Kommunale Wärmewende in der Praxis
Die Wärmewende ist ein zentraler Baustein der Energiewende. Im Unterschied zum Stromsektor reicht es hier jedoch nicht aus, lediglich die Energieträger auszutauschen, während etablierten Infrastrukturen und Endnutzungsgeräte beibehalten werden. Der Grund dafür ist, dass der gesamte Technologiekette der Wärmeversorgung überwiegend auf die fossilen Energieträger Öl und Gas ausgerichtet ist.
Neue Publikation als zentraler Meilenstein des Projekts
In dem Projekt KOMM-WÄRME erforscht das ITAS mit seinen Projektpartnern, wie einzelne „Mosaiksteine“ an der Schnittstelle zwischen Technik und Gesellschaft die kommunale Wärmewende begünstigen können.
Die Ergebnisse wurden im Bericht „Heat transition through ‘right’ decisions.
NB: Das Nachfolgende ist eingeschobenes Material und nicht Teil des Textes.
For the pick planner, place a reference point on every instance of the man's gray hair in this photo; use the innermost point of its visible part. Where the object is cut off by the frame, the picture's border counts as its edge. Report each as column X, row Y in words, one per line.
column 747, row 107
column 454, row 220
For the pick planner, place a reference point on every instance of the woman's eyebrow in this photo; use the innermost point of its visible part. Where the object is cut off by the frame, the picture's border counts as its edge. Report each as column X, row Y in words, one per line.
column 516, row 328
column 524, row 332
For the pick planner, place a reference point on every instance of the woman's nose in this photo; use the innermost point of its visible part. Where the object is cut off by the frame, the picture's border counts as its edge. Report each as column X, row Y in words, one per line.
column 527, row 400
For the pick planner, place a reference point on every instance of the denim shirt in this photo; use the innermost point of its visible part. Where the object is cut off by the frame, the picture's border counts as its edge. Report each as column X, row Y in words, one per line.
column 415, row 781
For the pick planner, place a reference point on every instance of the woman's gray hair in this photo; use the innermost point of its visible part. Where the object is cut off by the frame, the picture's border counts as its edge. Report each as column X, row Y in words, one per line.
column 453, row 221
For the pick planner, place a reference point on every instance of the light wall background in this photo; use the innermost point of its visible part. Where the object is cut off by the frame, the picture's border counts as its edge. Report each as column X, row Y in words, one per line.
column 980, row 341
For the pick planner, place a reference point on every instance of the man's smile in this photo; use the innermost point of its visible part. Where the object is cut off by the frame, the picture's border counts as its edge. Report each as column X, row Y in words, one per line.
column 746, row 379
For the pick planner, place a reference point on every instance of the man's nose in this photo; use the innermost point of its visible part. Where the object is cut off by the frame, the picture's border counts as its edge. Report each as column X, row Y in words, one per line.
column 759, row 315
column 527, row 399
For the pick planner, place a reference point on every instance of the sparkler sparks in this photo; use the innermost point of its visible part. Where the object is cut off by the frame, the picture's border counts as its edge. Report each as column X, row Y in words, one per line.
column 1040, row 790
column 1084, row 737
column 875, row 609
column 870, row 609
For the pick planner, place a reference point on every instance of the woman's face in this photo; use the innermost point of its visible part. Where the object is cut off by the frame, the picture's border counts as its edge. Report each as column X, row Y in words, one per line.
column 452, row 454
Ein entscheidungstheoretischer und politikinstrumenteller Ansatz am Beispiel der kommunalen Wärmewende“ veröffentlicht. Darin entwickeln die ITAS-Forschenden Dirk Scheer, Laura Müller und Patrick Stuhm ein Entscheidungsmodell für die kommunale Wärmewende und leiten daraus eine Bewertung verschiedener politischer Maßnahmen ab. Das Ziel besteht darin, Kommunen bei der Planung und Umsetzung einer klimafreundlichen Wärmeversorgung zu unterstützen.
Ergebnisse des Berichts
Das Modell zeigt, dass eine erfolgreiche Wärmewende nur gelingen kann, wenn die relevanten Akteure mit ihren Entscheidungen im Mittelpunkt stehen und politische Instrumente für diese Entscheidungen gezielt Orientierung schaffen.
„Die Wärmewende kann nur gelingen, wenn Akteure mit Gestaltungsmacht über Gebäude und Immobilien die richtigen Entscheidungen bei energetischer Modernisierung und Heiztechnik treffen. Diese ‚richtigen' Entscheidungen müssen durch die Politik mit ihren Instrumenten bestmöglich unterstützt werden. Diese Entscheidungsdimension ist bislang bei der Energie- und insbesondere der Wärmewende ein bislang sträflich vernachlässigter Aspekt“, sagt Dirk Scheer, Co-Autor des Berichts.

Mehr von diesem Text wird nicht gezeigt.